According to a recent survey carried out in 32 countries, around half of millennials and Gen Zers believe that society has gone too far in promoting the rights of women. Viewed with a glass half-full, this could suggest that younger generations have encountered less gender inequality in their lifetimes compared to their parents, for example. If we take a closer look at the countries in the report, with a few notable exceptions these are mostly wealthy nations where there may be greater employment and economic opportunities for women. However, at this very moment —

  • Women in Yemen, Afghanistan, Iran and Pakistan have no freedom of movement without being policed, forced to cover up or having a man escort them. 
  • Since 2022, abortion is banned in 14 US states. 
  • The impact of climate change in the Global South is disproportionately affecting women, with a direct link between increases in domestic violence and extreme weather events. A 2021 study showed how the economic stresses caused by flooding, drought or extreme heat in Kenya is exacerbating violence against women in their homes — rising by as much as 60% in the areas affected. 
  • Social media and online platforms, the most powerful forms of communication worldwide, are being used for gendered disinformation campaigns that particularly target women, girls and LGBTQ+ people.
  • The latest report from the World Bank has found that not a single country in the world offers women the same opportunities as men in the workforce. 

Meanwhile, we are sadly witnessing a huge backlash against the rights of trans and non-binary people, with the ideological right seizing on the opportunity to divide the feminist movement by weaponising women’s right to safety and a general misunderstanding of how to address things like public toilets, pronouns and language. 

This is a very brief list of the state of women’s rights worldwide, from which one can only conclude that the pursuit of equal rights and opportunities for all (again, that dictionary terminology) still has a very, very long way to go. But it’s not impossible to get there. 

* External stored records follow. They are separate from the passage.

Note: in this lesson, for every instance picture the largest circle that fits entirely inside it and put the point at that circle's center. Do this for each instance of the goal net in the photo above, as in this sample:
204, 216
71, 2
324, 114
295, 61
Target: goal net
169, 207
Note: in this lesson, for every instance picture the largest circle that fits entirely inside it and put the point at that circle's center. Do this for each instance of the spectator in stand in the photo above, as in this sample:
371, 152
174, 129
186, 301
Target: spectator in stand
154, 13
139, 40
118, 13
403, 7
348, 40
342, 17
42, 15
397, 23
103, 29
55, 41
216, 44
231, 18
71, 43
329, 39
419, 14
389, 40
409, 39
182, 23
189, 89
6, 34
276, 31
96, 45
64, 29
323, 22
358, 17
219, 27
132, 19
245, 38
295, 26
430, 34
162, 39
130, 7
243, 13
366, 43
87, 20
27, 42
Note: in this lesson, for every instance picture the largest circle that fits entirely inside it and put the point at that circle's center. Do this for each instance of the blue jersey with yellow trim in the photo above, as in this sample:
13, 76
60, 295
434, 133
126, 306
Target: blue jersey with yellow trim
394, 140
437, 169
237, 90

What do women want in 2024?

There are many layered and intersecting issues that need to be addressed. Here is a list of a few of the things women want, and still don’t have: 

  • We want autonomy over our own bodies, with access to reproductive healthcare without fear of being criminalised. 
  • We want the freedom to be in public spaces without harassment. 
  • We want legislation that ensures femicide and all forms of non-consensual sex are crimes, and that police forces and other institutions with a remit to protect women do not employ violent abusers. 
  • We want a care income for the essential roles of raising children, caring for family members or other caring duties at home without which societies would not function, and that are placing millions of women worldwide into poverty and at risk of domestic violence because they lack economic freedom. 
  • We don’t want to have to pay a tax on products simply because they are designed for women (see the ‘pink tax’). 
  • We want policies that take into account the gendered impacts of the climate crisis. 
  • We want policies that protect women from being targeted by online harassment and gendered disinformation campaigns. 

Last but not least, we need to have honest conversations about the fact that men also suffer because of the patriarchy and we must be more understanding of the shock of being confronted with the concept of privilege for the first time. As diversity and inclusion coach Farzana Nayani eloquently explained, “What we’re missing in society is how we take a step out of our own shoes into others’, to really see what the source of something is — is it pain, is it trauma, is it the need for safety? Why is that person so pro something and another so opposed?  The values are actually the same, and when we really understand that, that’s when we can find the way forward.” This really is the only way we will ever bridge the barriers and achieve equal rights for everyone in our society.